Dans ce parti, les élus, les représentants ne sont pas des initiateurs de programme, mais les avocats des propositions ayant recueilli le maximum de soutiens. Leur mission en est la défense scrupuleuse. Ils sont éclairés au sens où ils savent anticiper les difficultés de réalisation.

L’appli n’est donc pas un instrument de sondages, lesquels ne sont liés à aucun engagement. A la différence des votations suisses, on n’est pas dans le oui/non. Grégory Isabelli reprend dans un contexte radicalement différent les méthodes de « gamification » qu’il connaît par cœur. Interfaces simples. Gains en points pour valoriser une action qui bénéficie au mouvement (un don, un collage d’affiches, un tractage…). On est dans la logique des avis Google Maps.

Déjouer les idéologies ?

Pour lui, l’expression sur des sujets élémentaires, concrets, évite les affrontements « idéologiques » qui empêchent les convergences. Son appli, Baztille, devient un opérateur essentiel. « Elle articule le politique et le logiciel. » Son usage qui relève du jeu permet des décisions multiples et précises.

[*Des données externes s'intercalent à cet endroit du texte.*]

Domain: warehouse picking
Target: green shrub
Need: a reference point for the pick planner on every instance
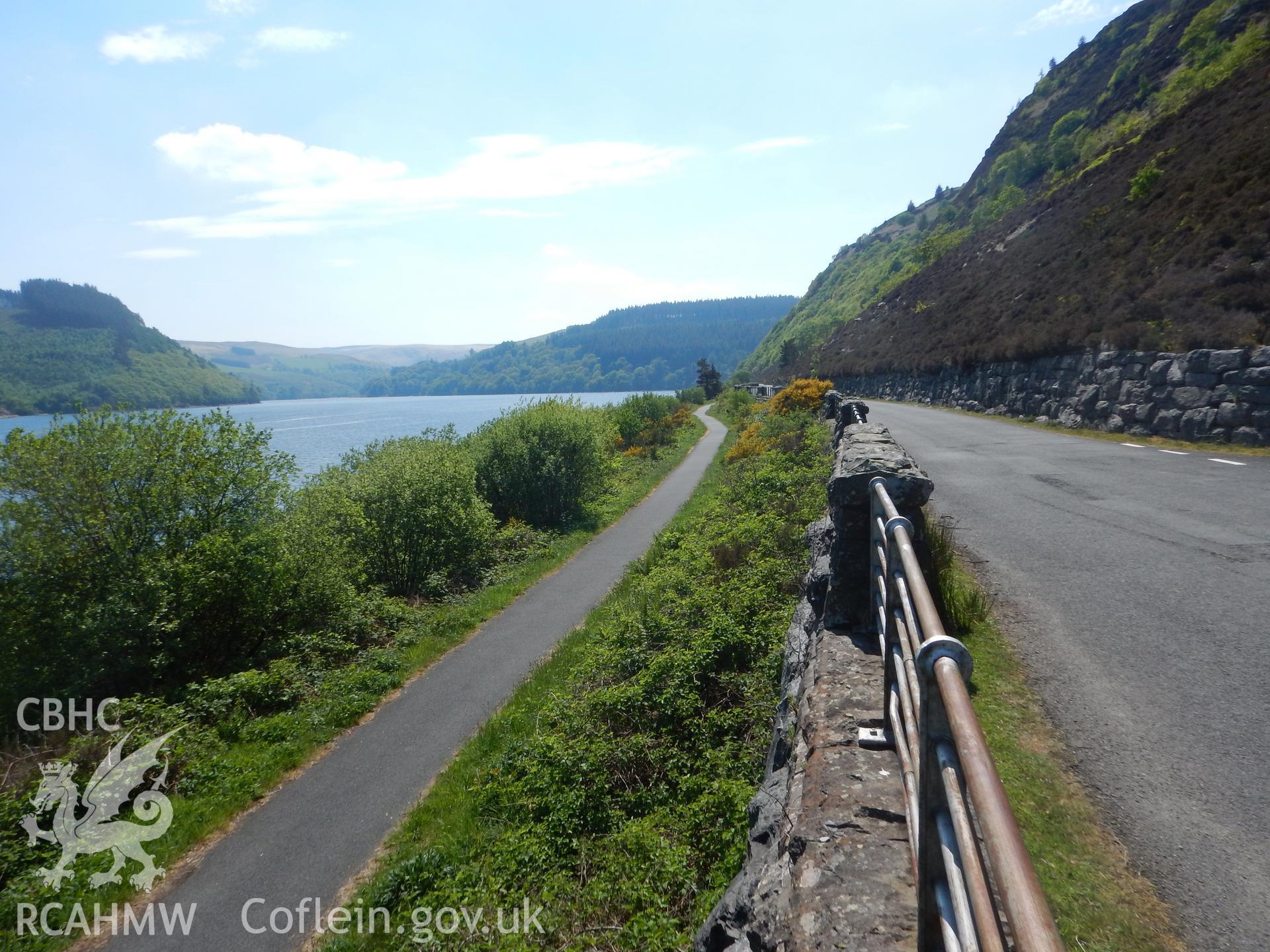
(140, 550)
(1144, 180)
(734, 404)
(1068, 124)
(1003, 202)
(1017, 167)
(635, 413)
(542, 461)
(411, 510)
(613, 790)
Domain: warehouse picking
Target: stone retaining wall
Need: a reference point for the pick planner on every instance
(828, 863)
(1202, 395)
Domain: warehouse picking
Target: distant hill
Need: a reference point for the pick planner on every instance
(282, 372)
(69, 346)
(1123, 204)
(653, 347)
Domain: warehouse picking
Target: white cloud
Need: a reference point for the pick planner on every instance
(157, 45)
(767, 145)
(228, 154)
(515, 214)
(160, 254)
(299, 40)
(1062, 13)
(620, 285)
(310, 188)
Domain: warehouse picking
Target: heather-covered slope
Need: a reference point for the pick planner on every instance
(1123, 204)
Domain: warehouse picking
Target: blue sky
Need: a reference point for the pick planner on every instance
(324, 173)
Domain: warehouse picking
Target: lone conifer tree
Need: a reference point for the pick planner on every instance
(709, 379)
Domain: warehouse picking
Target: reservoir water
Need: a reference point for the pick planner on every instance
(318, 432)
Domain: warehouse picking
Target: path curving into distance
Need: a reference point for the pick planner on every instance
(321, 828)
(1136, 583)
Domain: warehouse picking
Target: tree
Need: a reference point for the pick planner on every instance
(411, 510)
(143, 550)
(709, 379)
(540, 462)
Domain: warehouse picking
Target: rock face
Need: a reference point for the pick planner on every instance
(828, 863)
(1202, 395)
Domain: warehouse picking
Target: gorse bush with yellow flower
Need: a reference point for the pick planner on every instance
(804, 394)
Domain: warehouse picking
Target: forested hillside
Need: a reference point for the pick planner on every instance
(1124, 204)
(652, 347)
(69, 346)
(282, 372)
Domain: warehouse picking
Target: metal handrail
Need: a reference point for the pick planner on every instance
(949, 775)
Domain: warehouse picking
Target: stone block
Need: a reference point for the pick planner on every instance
(1191, 397)
(1223, 361)
(1167, 422)
(1133, 391)
(1197, 361)
(1197, 423)
(1201, 380)
(1255, 395)
(1159, 371)
(1232, 414)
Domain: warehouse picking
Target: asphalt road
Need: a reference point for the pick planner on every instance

Il y a là un implicite considérable dont on parlera plus loin.

Il insiste : les propositions sont élaborées de façon collective et non par la décision de quelques-uns. Ainsi, ce n’est pas une suite de sondages. Tout ceci doit se tenir sur une structure politique qui s’engage à mettre en œuvre. Il y voit une nouvelle forme de parti.

Gamification encore dans le modèle de diffusion qu’il espère. « J’ai voté, je dis à mes potes de voter. J’ai intérêt à convaincre. » Il espère un effet boule de neige du genre réseau social. Mais, plus politiquement, il attend beaucoup du suivi des décisions. Ont-elles bien été prises en compte par l’élu, le responsable ? L’historique doit être accessible à tous.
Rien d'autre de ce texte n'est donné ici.